Il Gladiatore II è uscito ora nelle sale. Come ogni sequel, rischia di deludere chi ha amato il primo. È incentrato sul «sogno di Roma», di cui si dà una lettura romantica – pace e libertà – molto lontana dalla realtà storica. Un impero è sempre un fatto di egemonia, di sopraffazione, di guerra, di violenza e di sangue. Non va certo idealizzato. Eppure gli antichi romani dovevano affrontare le stesse questioni che dobbiamo affrontare oggi, dallo stato di guerra permanente alle migrazioni, che risolvevano con l’integrazione: si poteva diventare romani, indipendentemente dal colore della pelle, dal Paese di origine, dal dio che si pregava.
Il vero «sogno di Roma» era la pace universale. Il governo del mondo. Una comunità vasta come il mondo conosciuto, in pace non perché debole e divisa ma perché coesa e unita. Certo: sotto il controllo di Roma. Quando gli americani teorizzarono «il destino manifesto» di governare il mondo, avevano in mente il passo di Virgilio in cui Anchise spiega a Enea che ai suoi discendenti spetterà «governare i popoli con ferme leggi». C’è qualcosa di odioso in tutto questo. I popoli sono sempre meno propensi a essere governati dagli americani. Ma davvero avremmo preferito i nazisti o i comunisti sovietici? Non c’è anche qualcosa di grandioso nell’idea di un governo globale, nella prospettiva di affrontare tutti insieme le grandi questioni da cui dipende la sopravvivenza della specie umana, dal riscaldamento del pianeta alla proliferazione nucleare?
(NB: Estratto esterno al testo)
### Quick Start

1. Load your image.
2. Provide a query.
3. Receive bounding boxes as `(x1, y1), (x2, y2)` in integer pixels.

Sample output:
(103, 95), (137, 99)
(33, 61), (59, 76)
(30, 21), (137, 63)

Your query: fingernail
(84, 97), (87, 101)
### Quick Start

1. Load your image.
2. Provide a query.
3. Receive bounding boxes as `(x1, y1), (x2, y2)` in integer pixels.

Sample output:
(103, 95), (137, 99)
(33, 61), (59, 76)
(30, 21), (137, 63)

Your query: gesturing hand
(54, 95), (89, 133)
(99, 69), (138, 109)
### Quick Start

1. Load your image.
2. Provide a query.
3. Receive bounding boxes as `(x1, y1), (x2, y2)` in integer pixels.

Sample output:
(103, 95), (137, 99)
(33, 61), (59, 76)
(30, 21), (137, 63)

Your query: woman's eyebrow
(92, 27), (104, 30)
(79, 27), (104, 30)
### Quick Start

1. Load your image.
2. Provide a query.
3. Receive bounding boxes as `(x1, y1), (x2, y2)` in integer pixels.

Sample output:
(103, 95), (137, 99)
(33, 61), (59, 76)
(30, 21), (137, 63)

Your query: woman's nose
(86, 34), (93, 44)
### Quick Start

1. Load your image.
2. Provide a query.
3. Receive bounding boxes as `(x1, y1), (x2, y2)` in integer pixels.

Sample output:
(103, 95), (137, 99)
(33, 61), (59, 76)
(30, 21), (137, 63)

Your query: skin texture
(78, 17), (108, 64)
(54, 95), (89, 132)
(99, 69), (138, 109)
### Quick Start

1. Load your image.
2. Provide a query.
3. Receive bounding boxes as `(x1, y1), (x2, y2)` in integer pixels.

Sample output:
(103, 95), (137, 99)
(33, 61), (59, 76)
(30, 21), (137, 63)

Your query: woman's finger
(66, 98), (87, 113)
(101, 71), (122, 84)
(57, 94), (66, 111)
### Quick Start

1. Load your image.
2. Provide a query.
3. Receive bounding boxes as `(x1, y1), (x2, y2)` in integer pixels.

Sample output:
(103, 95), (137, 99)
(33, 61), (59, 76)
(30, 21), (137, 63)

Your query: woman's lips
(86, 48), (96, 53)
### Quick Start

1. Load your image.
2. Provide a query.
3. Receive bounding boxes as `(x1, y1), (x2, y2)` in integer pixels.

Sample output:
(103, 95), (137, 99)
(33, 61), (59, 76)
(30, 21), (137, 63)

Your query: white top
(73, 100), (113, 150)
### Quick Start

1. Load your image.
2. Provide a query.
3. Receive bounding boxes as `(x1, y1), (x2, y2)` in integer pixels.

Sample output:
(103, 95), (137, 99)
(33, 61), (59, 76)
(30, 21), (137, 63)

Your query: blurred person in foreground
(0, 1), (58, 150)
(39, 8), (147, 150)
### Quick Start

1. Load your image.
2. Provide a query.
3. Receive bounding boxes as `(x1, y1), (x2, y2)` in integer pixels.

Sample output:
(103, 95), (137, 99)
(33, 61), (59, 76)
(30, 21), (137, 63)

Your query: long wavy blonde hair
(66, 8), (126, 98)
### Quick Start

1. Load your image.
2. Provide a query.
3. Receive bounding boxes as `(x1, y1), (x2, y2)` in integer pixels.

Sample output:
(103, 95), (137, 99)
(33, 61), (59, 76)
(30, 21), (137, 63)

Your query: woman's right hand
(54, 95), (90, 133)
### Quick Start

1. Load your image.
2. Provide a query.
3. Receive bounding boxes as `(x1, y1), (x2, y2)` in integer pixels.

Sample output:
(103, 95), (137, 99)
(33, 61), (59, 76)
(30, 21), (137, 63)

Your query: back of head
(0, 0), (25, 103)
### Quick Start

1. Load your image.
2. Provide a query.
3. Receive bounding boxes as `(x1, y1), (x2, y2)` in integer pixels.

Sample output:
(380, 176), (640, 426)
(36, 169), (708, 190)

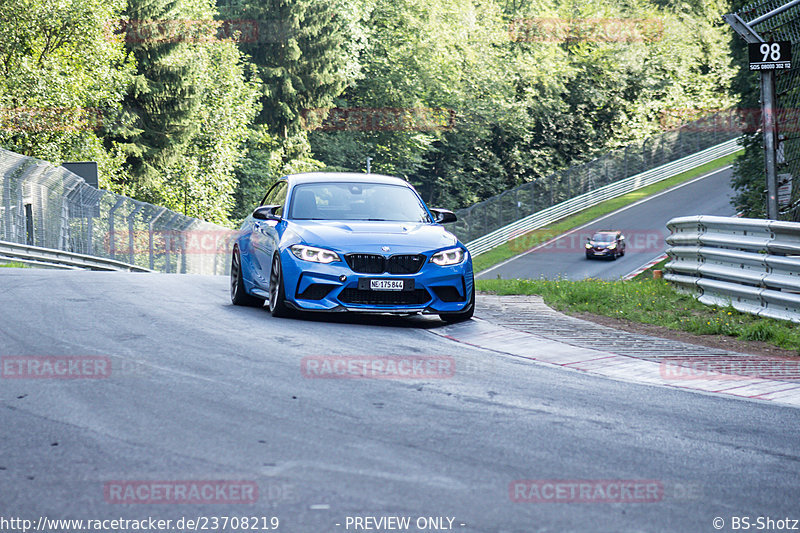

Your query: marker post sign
(747, 41), (792, 71)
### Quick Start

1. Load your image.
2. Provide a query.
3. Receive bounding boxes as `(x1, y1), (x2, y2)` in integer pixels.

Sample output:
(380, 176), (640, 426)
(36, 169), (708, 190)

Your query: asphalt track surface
(0, 268), (800, 533)
(478, 168), (735, 280)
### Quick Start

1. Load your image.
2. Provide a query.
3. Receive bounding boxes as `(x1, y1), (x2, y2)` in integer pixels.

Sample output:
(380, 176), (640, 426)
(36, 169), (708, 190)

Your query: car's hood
(291, 220), (458, 253)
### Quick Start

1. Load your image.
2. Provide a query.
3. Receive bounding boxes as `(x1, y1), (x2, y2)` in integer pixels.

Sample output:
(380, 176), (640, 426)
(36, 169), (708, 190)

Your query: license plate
(358, 279), (414, 291)
(369, 279), (404, 291)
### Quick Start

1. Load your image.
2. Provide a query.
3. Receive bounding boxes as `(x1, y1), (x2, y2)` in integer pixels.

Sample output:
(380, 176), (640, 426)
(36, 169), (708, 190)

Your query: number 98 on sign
(748, 41), (792, 70)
È questo che Elon Musk non sembra capire. «America first» serve a vincere le elezioni. Ma poi? Un impero non è solo volontà di dominio. È anche impegno e responsabilità. Sforzo di dialogo, comprensione, integrazione. Ricerca di patti e di alleanze, che prevedono sempre concessioni reciproche. Altrimenti anche gli imperi possono cadere.